The boat rocked, and Hal almost went overboard. It would be just his luck to lose the boat and drown now.
But he didn't.
The boat was traveling smoothly downstream.
Hal could relax for a moment, and in that moment he realized there was a chill wind coming upriver.
He had no time to be cold.
He went to the forward locker, opened it.
There were some net floats, some bits of wood, rope, oakum for leaks, fishing lines, and the great discovery—a long, sharp, fish knife.
Hal, armed, felt quite cheerful.
Now, for that sail.
He stepped the mast, and unfurled the sail.
At that point, his luck ran out. The sail hadn't been raised in too long a time, and was mildewed, rotting. It tore apart at the first gust of wind.

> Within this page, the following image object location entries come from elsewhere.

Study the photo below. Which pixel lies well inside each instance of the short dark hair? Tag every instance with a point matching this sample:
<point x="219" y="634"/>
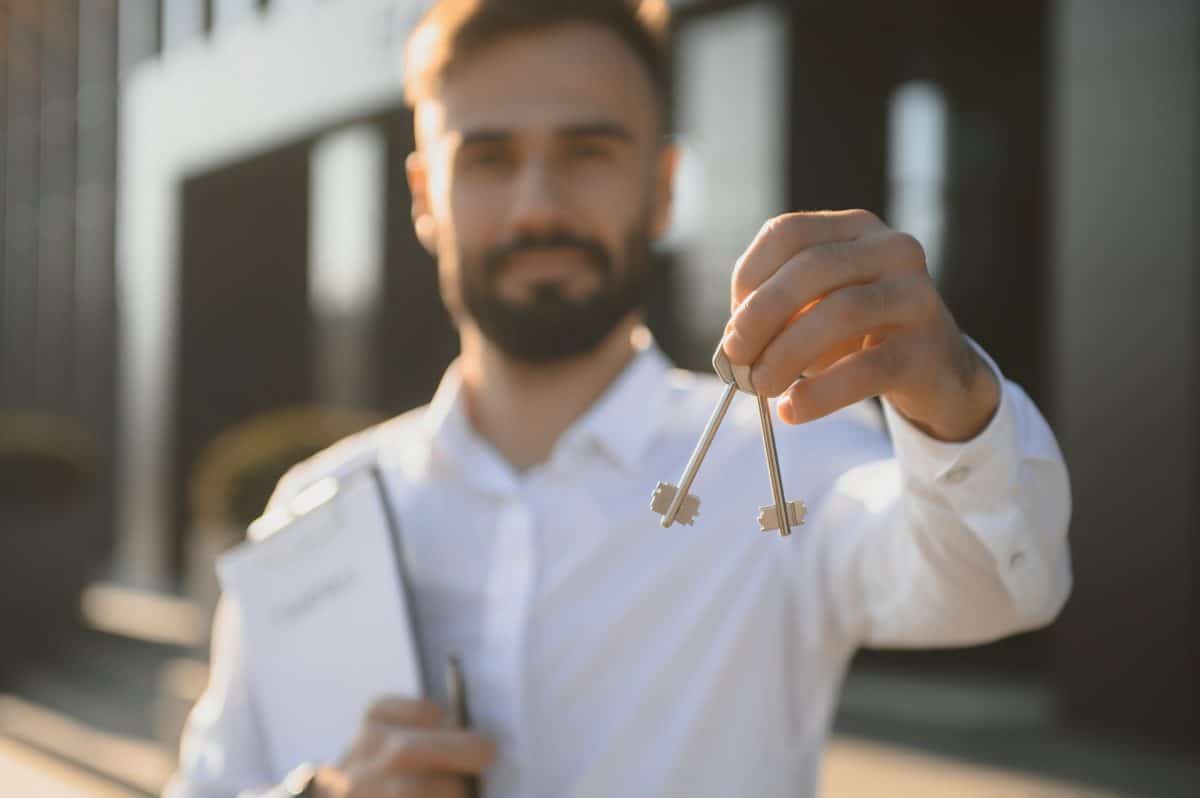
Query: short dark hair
<point x="454" y="30"/>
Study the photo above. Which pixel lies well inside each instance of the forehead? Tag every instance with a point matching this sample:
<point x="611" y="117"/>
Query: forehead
<point x="570" y="73"/>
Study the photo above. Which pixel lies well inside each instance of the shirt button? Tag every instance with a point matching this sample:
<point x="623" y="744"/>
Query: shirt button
<point x="958" y="474"/>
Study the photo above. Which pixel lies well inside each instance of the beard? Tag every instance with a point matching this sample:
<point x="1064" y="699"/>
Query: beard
<point x="551" y="325"/>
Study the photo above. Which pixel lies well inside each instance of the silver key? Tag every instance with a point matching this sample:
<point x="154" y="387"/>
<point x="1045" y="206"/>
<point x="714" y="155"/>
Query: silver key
<point x="675" y="503"/>
<point x="781" y="515"/>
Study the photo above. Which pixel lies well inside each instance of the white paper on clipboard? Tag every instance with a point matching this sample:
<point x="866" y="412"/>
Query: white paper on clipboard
<point x="327" y="621"/>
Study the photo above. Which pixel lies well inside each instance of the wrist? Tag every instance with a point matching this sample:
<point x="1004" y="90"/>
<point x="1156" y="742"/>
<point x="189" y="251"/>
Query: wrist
<point x="310" y="781"/>
<point x="969" y="400"/>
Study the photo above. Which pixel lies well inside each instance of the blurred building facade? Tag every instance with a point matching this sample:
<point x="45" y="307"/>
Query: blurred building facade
<point x="205" y="223"/>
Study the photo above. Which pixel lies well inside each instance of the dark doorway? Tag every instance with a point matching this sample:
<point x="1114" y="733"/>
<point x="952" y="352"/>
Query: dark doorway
<point x="245" y="330"/>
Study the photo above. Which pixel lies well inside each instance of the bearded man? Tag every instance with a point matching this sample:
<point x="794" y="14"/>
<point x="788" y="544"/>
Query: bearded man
<point x="606" y="655"/>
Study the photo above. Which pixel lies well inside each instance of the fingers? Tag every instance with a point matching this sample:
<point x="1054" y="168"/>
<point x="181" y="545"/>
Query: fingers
<point x="850" y="381"/>
<point x="839" y="324"/>
<point x="405" y="712"/>
<point x="811" y="275"/>
<point x="784" y="237"/>
<point x="435" y="786"/>
<point x="437" y="750"/>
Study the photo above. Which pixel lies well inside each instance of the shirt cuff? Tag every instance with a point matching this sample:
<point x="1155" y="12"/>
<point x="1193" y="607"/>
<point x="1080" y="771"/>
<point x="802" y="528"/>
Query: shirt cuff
<point x="991" y="457"/>
<point x="979" y="480"/>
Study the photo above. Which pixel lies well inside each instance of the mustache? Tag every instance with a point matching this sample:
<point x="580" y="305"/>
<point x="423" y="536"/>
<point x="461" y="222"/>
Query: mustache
<point x="594" y="252"/>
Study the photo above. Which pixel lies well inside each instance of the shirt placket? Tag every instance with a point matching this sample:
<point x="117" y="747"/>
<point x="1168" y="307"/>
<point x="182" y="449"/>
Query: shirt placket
<point x="505" y="628"/>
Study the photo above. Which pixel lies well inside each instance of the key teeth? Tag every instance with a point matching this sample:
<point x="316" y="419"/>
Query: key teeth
<point x="768" y="519"/>
<point x="660" y="502"/>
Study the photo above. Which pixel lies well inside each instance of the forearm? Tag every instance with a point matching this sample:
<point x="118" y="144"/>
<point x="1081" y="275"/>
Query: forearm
<point x="975" y="547"/>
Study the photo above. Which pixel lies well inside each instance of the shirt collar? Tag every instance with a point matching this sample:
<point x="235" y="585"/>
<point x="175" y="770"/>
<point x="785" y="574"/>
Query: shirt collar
<point x="622" y="423"/>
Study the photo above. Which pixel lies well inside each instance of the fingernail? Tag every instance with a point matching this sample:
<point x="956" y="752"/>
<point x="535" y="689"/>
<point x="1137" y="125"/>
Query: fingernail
<point x="785" y="409"/>
<point x="732" y="343"/>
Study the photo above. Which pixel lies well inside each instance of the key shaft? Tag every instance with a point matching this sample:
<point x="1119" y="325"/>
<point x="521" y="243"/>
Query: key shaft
<point x="777" y="480"/>
<point x="697" y="455"/>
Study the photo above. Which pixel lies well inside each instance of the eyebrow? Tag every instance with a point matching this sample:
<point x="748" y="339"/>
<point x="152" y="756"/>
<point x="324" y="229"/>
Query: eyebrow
<point x="583" y="130"/>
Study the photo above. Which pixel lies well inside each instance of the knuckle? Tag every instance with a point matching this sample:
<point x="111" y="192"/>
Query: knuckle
<point x="775" y="225"/>
<point x="889" y="361"/>
<point x="865" y="217"/>
<point x="403" y="751"/>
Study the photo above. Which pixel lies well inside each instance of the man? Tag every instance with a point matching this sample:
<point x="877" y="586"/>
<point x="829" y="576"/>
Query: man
<point x="607" y="655"/>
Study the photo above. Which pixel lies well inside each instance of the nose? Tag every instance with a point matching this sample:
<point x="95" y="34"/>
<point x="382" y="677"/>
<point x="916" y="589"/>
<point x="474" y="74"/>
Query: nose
<point x="537" y="199"/>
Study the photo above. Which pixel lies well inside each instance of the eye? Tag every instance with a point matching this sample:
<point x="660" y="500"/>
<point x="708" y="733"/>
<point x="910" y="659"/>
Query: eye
<point x="486" y="157"/>
<point x="586" y="150"/>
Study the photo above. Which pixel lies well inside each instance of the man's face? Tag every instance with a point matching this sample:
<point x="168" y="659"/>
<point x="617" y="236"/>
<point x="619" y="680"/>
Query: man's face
<point x="539" y="181"/>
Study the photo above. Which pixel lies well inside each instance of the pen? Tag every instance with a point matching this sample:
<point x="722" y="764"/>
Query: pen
<point x="456" y="694"/>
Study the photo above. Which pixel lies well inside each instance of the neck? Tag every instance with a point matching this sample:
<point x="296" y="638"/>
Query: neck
<point x="522" y="408"/>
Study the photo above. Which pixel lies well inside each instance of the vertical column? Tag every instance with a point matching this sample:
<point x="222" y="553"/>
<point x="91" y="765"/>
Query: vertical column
<point x="54" y="340"/>
<point x="732" y="117"/>
<point x="346" y="261"/>
<point x="22" y="154"/>
<point x="94" y="245"/>
<point x="139" y="27"/>
<point x="1127" y="198"/>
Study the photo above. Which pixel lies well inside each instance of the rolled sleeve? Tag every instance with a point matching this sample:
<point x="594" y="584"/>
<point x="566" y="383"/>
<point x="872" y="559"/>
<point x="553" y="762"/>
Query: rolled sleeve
<point x="1008" y="486"/>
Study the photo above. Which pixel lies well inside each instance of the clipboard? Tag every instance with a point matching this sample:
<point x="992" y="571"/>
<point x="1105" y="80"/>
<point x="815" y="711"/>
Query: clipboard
<point x="327" y="615"/>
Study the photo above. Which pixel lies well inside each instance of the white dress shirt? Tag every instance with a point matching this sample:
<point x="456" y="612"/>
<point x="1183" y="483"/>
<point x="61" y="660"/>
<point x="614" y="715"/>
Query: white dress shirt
<point x="610" y="657"/>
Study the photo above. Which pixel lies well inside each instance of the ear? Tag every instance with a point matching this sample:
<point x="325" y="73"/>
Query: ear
<point x="664" y="189"/>
<point x="423" y="214"/>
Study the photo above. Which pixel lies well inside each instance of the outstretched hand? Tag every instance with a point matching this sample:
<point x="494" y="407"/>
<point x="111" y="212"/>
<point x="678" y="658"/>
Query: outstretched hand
<point x="834" y="307"/>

Probably just as well, at least for the moment, since Hal hadn't the slightest idea of how to tack back and forth in a river.
He found and mounted the rudder, and let the river take him.
Hal passed the third village at midnight, and there were no lights or other signs of life.
* * * *
Something loomed, rushing up at him. Hal thought he was being attacked by some kind of river monster, readied his knife.